NASA’s Cassini spacecraft has been in orbit around Saturn now for five years, and has been studying the variability of Saturn’s magnetic environment (termed its magnetosphere) with the Low Energy Magnetospheric Measurement System (LEMMS) that is part of its Magnetospheric Imaging Instrument (MIMI). Like the other gas giants, and Earth, the ringed planet has radiation belts similar to Earth’s Van Allen belts, all the way through the 1.8 million kilometre extent of its magnetosphere. MIMI is able to measure the entire structure of the magnetosphere, and LEMMS can determine the angular motions and energy of charged particles within the radiation belts.

The new research, which is being presented today at EPSC by Dr Elias Roussos of the Max Planck Institute in Germany, reveals a new variable radiation belt between the orbits of the moons Tethys and Dione. This belt of radiation was seen to intensify three times in 2005 in response to solar storms that had strengthened the solar wind.

“The most dramatic changes have been observed as sudden increases in the intensity of high-energy charged particles in the vicinity of the moons Dione and Tethys,” says Roussos. “These intensifications, which could create temporary atmospheres around these moons, formed a new and temporary component to Saturn’s radiation belts.”

This new belt, now known as the ‘Dione belt’, lasted for a few weeks after every storm before Dione itself absorbed the charged particles swept into Saturn’s magnetosphere from the solar wind. However, MIMI detected a permanent radiation gap in the magnetosphere along the orbit of 1,060-kilometre wide Tethys, which orbits Saturn at a distance of 294,660 kilometres. It seems that Tethys acts as a barrier, protecting Saturn’s inner magnetosphere from the vagaries of solar storms. Instead, the charged particles found in the magnetosphere within the orbit of Tethys come from higher-energy cosmic rays that can penetrate through.
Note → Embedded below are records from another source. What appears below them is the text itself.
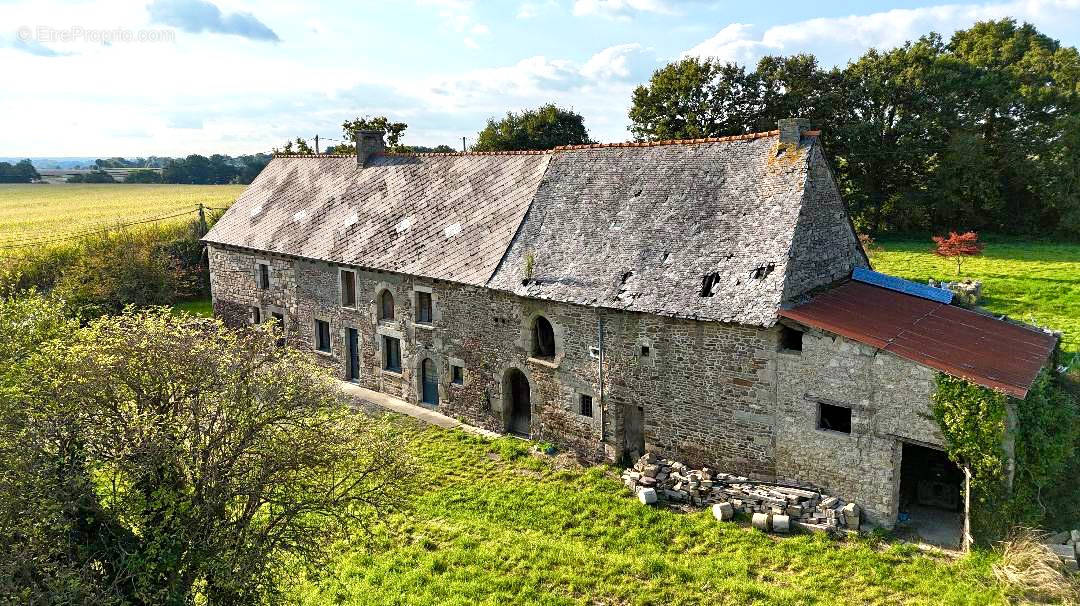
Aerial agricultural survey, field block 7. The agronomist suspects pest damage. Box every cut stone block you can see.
[637,488,657,504]
[772,515,792,535]
[751,513,772,533]
[713,503,735,522]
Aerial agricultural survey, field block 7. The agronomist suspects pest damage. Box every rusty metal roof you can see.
[780,281,1057,399]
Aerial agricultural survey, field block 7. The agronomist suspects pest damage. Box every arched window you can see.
[420,358,438,405]
[532,315,555,358]
[379,289,394,320]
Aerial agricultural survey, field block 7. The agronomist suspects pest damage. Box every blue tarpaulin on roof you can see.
[851,267,953,305]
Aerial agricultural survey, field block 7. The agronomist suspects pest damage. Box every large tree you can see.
[0,298,414,604]
[472,104,592,151]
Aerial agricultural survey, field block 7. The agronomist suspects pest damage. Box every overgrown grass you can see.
[0,184,245,244]
[872,238,1080,353]
[286,420,1005,605]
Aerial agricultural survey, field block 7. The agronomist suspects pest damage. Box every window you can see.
[341,269,356,307]
[818,402,851,433]
[315,320,330,353]
[379,291,394,320]
[382,336,402,373]
[416,291,431,324]
[578,393,593,417]
[532,315,555,358]
[270,311,285,346]
[780,326,802,351]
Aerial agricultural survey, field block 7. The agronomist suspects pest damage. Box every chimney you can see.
[777,118,810,146]
[353,130,384,167]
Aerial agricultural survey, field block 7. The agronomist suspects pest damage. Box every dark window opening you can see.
[270,311,285,347]
[818,402,851,433]
[420,359,438,405]
[379,291,394,320]
[315,320,330,353]
[382,336,402,373]
[701,271,720,297]
[341,269,356,307]
[780,326,802,351]
[416,291,431,324]
[579,393,593,417]
[532,315,555,358]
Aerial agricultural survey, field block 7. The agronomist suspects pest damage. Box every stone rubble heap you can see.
[622,453,861,533]
[1047,530,1080,571]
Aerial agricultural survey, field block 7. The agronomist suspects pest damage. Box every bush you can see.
[0,295,416,604]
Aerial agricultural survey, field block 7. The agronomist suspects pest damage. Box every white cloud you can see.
[572,0,677,18]
[684,0,1080,63]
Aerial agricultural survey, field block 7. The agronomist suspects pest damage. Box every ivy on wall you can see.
[932,371,1080,543]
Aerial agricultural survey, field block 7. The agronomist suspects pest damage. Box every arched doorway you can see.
[420,358,438,406]
[502,368,532,437]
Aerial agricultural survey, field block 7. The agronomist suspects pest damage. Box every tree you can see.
[0,300,414,604]
[472,104,592,151]
[338,116,408,149]
[931,231,984,275]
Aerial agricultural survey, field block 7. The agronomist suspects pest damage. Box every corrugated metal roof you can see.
[780,281,1057,399]
[851,267,953,305]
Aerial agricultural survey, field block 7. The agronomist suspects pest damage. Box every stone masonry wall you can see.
[775,331,944,527]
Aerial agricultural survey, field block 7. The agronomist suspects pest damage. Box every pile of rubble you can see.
[1045,530,1080,570]
[622,453,861,533]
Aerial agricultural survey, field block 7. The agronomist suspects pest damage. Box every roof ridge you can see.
[273,131,786,158]
[553,131,780,151]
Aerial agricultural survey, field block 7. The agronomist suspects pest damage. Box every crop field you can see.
[0,184,245,248]
[870,238,1080,355]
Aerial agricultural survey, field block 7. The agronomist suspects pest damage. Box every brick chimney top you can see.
[353,130,386,166]
[777,118,810,145]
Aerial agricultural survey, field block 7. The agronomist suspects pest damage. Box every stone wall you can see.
[775,329,944,526]
[210,246,942,525]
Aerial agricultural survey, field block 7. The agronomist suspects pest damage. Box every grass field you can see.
[0,184,245,246]
[872,238,1080,354]
[286,419,1005,605]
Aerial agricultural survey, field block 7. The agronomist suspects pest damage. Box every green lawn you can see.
[872,238,1080,353]
[286,419,1004,605]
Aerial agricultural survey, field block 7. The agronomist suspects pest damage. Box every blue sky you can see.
[0,0,1080,157]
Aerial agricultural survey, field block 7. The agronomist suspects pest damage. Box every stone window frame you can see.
[447,358,465,388]
[804,395,855,437]
[522,310,566,368]
[311,314,334,358]
[411,284,436,328]
[338,267,360,309]
[255,257,273,291]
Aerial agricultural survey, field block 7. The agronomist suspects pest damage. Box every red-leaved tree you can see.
[931,231,983,275]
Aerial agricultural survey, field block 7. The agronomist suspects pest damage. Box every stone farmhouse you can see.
[204,119,1056,526]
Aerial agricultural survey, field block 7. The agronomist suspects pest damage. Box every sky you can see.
[6,0,1080,157]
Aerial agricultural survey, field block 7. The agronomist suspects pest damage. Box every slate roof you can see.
[780,281,1057,399]
[488,133,813,326]
[204,131,829,326]
[203,154,550,286]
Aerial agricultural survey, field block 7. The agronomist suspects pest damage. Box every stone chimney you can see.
[777,118,810,146]
[353,130,384,167]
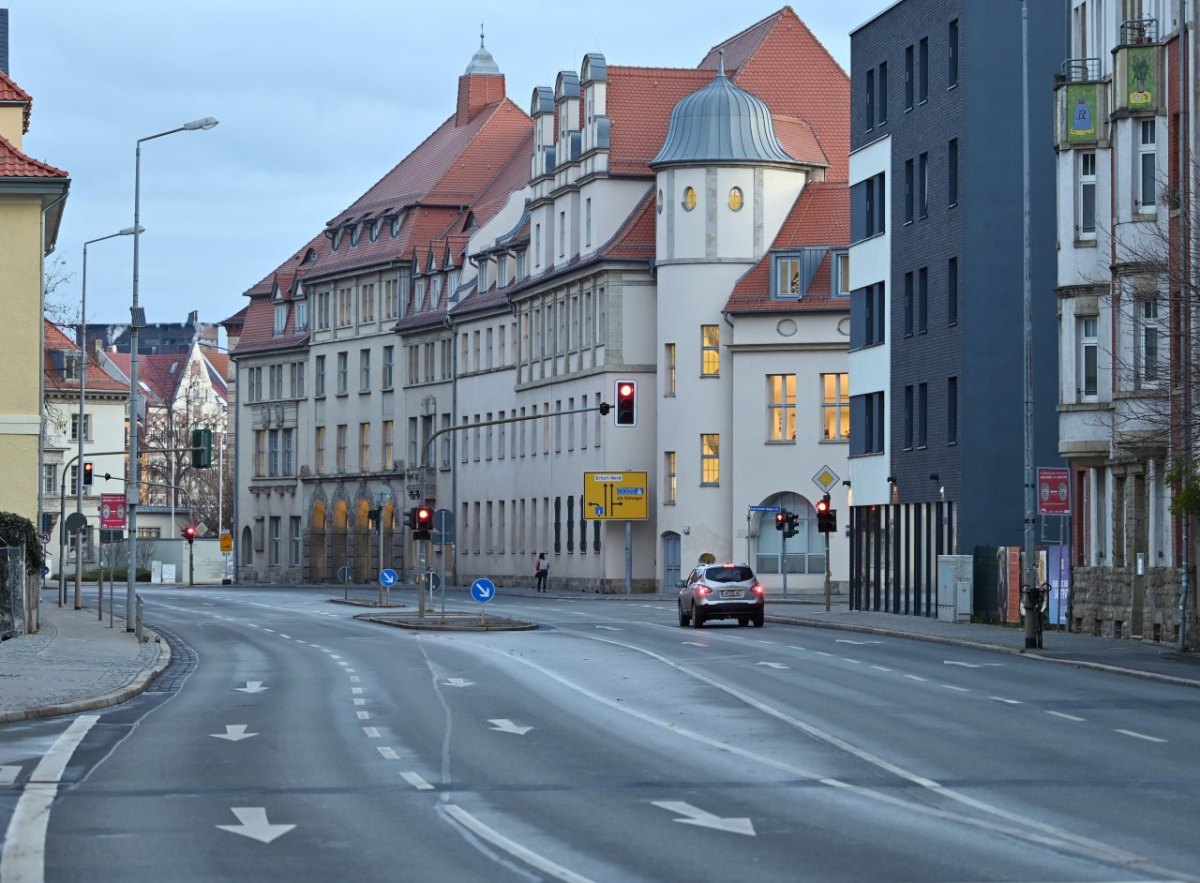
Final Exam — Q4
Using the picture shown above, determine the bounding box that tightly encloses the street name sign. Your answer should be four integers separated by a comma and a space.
583, 471, 650, 521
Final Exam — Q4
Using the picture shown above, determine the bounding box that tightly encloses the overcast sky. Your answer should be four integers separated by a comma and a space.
9, 0, 892, 338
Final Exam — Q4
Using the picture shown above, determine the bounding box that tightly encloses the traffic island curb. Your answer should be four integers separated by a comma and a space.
354, 613, 541, 632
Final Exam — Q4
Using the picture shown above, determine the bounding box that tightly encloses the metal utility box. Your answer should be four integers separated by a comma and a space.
937, 555, 974, 623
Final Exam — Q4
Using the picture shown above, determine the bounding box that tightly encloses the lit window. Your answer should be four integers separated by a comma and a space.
700, 325, 721, 377
767, 374, 796, 442
700, 433, 721, 485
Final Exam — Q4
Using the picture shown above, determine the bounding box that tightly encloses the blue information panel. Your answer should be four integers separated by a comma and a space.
470, 577, 496, 603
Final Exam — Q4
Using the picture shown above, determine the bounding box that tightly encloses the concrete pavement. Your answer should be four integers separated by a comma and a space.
0, 587, 1200, 723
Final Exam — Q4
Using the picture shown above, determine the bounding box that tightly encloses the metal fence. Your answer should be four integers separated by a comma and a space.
0, 546, 29, 637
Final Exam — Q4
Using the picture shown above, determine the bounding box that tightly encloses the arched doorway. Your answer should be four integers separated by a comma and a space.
308, 500, 325, 583
661, 531, 682, 591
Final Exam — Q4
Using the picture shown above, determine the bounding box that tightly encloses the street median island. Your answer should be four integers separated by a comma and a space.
354, 612, 540, 631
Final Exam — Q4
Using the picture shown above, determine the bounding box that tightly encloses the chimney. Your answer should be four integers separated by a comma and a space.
0, 10, 8, 73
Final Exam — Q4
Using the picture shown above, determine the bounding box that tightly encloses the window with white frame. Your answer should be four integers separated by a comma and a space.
821, 374, 850, 442
700, 432, 721, 485
767, 374, 796, 442
1078, 316, 1099, 402
1138, 120, 1158, 214
1076, 150, 1096, 239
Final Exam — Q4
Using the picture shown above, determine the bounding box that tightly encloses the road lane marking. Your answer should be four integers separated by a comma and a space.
400, 773, 433, 791
0, 714, 100, 883
438, 804, 592, 883
1116, 729, 1166, 743
1046, 711, 1087, 721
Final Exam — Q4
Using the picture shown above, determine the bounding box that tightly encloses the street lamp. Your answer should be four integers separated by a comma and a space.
125, 116, 218, 631
71, 227, 138, 609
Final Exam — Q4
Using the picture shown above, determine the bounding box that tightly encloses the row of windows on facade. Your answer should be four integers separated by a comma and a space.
850, 377, 959, 457
863, 19, 959, 132
1075, 120, 1159, 240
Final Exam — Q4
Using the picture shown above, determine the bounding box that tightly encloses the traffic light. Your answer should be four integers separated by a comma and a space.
617, 380, 637, 426
192, 430, 212, 469
817, 494, 838, 534
413, 506, 433, 540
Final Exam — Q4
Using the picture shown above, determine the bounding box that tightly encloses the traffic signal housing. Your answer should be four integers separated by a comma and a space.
817, 494, 838, 534
192, 430, 212, 469
616, 380, 637, 426
413, 506, 433, 540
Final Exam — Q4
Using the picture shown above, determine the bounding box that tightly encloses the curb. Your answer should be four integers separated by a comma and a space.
767, 615, 1200, 687
0, 629, 172, 723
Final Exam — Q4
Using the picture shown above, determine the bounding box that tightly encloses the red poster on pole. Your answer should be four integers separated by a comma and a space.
1038, 467, 1070, 515
100, 493, 125, 530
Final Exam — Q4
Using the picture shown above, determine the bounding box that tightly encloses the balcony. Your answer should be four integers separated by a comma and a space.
1055, 58, 1109, 150
1112, 18, 1163, 115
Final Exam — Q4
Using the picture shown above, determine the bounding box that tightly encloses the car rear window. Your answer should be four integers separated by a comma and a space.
704, 566, 754, 583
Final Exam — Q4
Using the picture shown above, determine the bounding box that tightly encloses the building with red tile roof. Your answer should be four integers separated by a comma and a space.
0, 37, 71, 559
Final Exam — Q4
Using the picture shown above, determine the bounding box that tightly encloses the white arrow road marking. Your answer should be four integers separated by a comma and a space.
487, 717, 533, 735
652, 800, 755, 837
209, 723, 258, 741
216, 806, 295, 843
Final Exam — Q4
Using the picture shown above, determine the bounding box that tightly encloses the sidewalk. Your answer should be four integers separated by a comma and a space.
0, 587, 1200, 725
0, 593, 170, 723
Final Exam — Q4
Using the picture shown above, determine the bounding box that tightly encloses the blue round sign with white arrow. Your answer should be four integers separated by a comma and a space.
470, 577, 496, 603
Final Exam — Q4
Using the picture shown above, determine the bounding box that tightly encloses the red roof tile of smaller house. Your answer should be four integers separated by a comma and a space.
0, 70, 34, 132
0, 130, 70, 178
725, 182, 850, 313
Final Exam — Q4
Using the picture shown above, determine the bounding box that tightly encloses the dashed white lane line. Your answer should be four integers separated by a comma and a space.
400, 773, 433, 791
1046, 711, 1087, 721
1116, 729, 1166, 743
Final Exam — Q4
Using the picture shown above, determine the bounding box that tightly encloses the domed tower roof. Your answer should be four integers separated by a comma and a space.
649, 58, 797, 168
463, 31, 500, 77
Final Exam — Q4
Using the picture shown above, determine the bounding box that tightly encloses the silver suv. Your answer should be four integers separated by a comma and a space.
677, 564, 766, 629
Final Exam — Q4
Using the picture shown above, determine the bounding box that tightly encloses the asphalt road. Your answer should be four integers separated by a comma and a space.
0, 587, 1200, 883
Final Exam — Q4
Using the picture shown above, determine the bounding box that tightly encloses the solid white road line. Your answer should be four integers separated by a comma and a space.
442, 804, 592, 883
0, 714, 100, 883
1117, 729, 1166, 743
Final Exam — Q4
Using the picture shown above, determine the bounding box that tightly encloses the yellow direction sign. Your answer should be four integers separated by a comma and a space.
583, 473, 650, 521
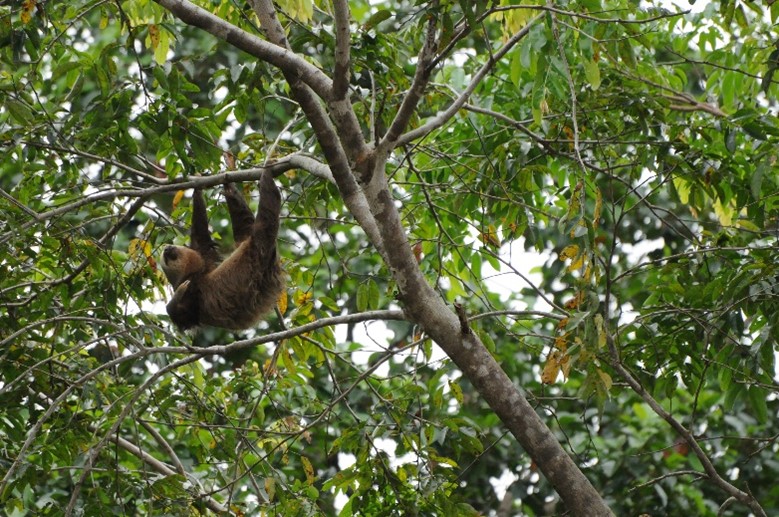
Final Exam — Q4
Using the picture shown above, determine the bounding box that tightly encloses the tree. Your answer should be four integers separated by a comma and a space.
0, 0, 779, 516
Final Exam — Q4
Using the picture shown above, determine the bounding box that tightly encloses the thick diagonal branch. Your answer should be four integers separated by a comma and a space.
154, 0, 333, 99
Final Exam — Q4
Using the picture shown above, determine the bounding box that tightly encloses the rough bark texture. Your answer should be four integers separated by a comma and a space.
156, 0, 612, 510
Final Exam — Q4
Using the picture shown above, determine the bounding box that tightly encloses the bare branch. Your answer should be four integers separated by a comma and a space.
333, 0, 352, 100
606, 334, 767, 517
394, 14, 546, 147
154, 0, 333, 99
378, 10, 438, 154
“That makes the inner radiation belts of Saturn the most isolated magnetospheric structure in our Solar System,” says Roussos.

Variability has only been observed so far in the Dione belt, and if there is any variability in the radiation belts inside the orbit of Tethys, they can only be caused by variations in the influx of cosmic rays from beyond the Solar System (which may be related to solar storms and the strength of the Sun’s magnetic ‘bubble’ – called the heliosphere – which extends out into the Kuiper Belt beyond Neptune, and the stronger the heliosphere, the less cosmic rays enter the Solar System).

“Outside the orbit of Tethys, the variability of Saturn’s radiation belt might be enhanced in the coming years as we start approaching solar maximum,” adds Roussos. At solar maximum – the peak of the Sun’s 11-year cycle – activity on the Sun increases leading to more flares, coronal mass ejections, sunspots and a stronger solar wind. “If solar storms occur frequently in the new solar cycle, the Dione belt might become a permanent, although highly variable, component of Saturn’s magnetosphere, which could significantly affect Saturn’s global magnetospheric dynamics.”